For my part, I would simply add a little psychological support for the idea of selling stocks under certain scenarios. First, I view investing as a long-term affair, and don't recommend non-expert investors trade in and out of stocks. But I do recommend that investors re-balance their portfolios to the target that meets their objectives. I've known too many investors, including those very close to retirement, whose stock-heavy portfolios have rocketed forward over the past decade and they can't get off the train for fear of missing out.

That means they're risking going into retirement without sufficient financial cushion. This is unwise. If the average bear market lasts a year and a half, and if we want to be conservative and consider the possibility that the next bear market will be above-average (meaning longer-lasting) just as the current bull market has been, then the smart thing to do would be to ensure you have enough cash for at least two years. That way you can sail through the next bear market without having to sell any stock; what's more, you get to sell shares when they're worth something (i.e., now) and resume sales only when the market has recovered to pre-bear-market levels.

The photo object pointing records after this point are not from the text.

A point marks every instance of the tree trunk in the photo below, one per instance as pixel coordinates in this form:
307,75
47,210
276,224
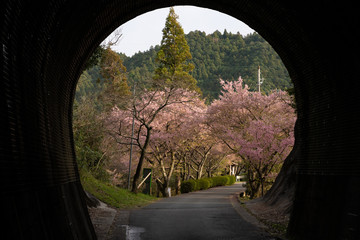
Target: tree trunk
282,192
141,161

Just as Jeff's tool helps investors envision the decision to take profits or not, I'd like to offer my own modest contribution to this visualization. Let's say you sell a stock and it turns out to be near its peak price. This is the stuff people crow about. And let's say you don't and the stock falls to a loss or to a reduced profit. This you won't feel much like crowing about. To help you internalize this feeling prior to making a decision, go out and buy a lottery ticket. When people lose the lottery they tend to rip up the ticket and throw it away. This time keep it, or even frame it, as a reminder of what could have been with that dollar - a donation to charity, a chocolate bar for your kid, etc. Don't be sentimental about your winning stocks when there is a reason to sell, such as the benefit of maintaining the proper level of portfolio risk.